Via l’accordo Covid, è frontaliero chi si reca in Svizzera

Pubblicato il 30 gennaio 2023

Un lavoratore cittadino italiano chiede se, pur continuando a lavorare da remoto, scaduti i termini di vigenza dell’accordo Italia-Svizzera siglato durante il periodo pandemico, potrà essere considerato un lavoratore frontaliero ai fini dell'applicazione della convenzione con la Svizzera, ed essere tassato esclusivamente nella confederazione elvetica.

Con risposta n. 171 del 26 gennaio 2023 l’Agenzia delle Entrate ricorda che i lavoratori frontalieri sono solamente quelli, residenti in Italia, che quotidianamente si recano all'estero in zone di frontiera o Paesi limitrofi per svolgere la prestazione lavorativa. Dunque, viene richiesto che il lavoratore si rechi nei giorni lavorativi in Svizzera.

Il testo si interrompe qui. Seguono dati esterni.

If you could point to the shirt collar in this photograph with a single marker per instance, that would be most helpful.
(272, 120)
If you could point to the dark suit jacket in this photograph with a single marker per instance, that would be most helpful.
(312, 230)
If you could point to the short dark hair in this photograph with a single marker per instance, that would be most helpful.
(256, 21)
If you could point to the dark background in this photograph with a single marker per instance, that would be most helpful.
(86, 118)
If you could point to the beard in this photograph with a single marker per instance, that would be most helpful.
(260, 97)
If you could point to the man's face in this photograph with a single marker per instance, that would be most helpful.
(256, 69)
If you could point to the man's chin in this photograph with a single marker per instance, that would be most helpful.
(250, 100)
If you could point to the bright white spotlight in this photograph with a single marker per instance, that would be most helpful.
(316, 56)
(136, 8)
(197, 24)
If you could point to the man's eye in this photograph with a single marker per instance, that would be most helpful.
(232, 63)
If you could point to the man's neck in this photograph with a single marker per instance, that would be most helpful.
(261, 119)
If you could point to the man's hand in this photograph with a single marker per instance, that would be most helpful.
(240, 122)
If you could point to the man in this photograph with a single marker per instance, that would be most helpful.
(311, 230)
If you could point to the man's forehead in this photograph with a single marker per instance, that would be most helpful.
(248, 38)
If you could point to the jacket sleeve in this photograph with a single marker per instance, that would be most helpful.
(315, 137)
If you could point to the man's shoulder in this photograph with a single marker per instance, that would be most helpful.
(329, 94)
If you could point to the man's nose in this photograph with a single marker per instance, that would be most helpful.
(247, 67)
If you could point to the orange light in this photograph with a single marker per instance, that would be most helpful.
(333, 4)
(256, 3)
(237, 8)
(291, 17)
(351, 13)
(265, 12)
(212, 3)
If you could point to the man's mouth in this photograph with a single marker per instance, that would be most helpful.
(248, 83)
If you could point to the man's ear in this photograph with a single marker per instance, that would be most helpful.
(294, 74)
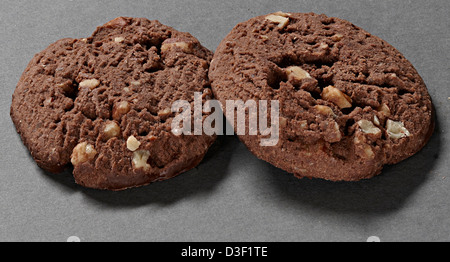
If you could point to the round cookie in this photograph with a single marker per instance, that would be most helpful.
(103, 104)
(350, 103)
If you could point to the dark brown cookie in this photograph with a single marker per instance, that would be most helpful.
(350, 103)
(103, 103)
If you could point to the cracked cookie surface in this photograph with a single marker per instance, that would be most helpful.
(103, 104)
(350, 103)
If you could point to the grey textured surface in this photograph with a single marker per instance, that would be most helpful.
(231, 196)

Durante il periodo pandemico da Covid-19, è stato firmato il 19 giugno 2020 a Roma un accordo tra i due Stati secondo il quale, anche se parte dell'attività lavorativa viene svolta in smart working presso l’abitazione del lavoratore in Italia, viene prevista la tassazione esclusiva nello Stato in cui l'attività lavorativa è svolta.

Ma, rilevano le Entrate, una volta che si intenderà decaduto l’accordo del 2020, risulterà applicabile alla situazione descritta dal lavoratore (che svolgerà sino al 25 per cento delle giornate lavorative di un anno solare in smart working dalla propria abitazione situata in Italia), la Convenzione Italia Svizzera per evitare le doppie imposizioni e l'articolo 1 dell'Accordo del 3 ottobre 1974.

NOTA BENE: In conclusione, il reddito derivante dall’attività svolta in Svizzera per i tre quarti dei giorni lavorativi e per un quarto nel nostro Paese, dovrà essere sottoposto a tassazione esclusiva nello Stato di residenza del contribuente (l’Italia), a meno che tale attività non sia svolta nell’altro Stato, ossia nel cantone elvetico. In tal caso, il reddito dovrà essere soggetto a imposizione concorrente in entrambi i Paesi.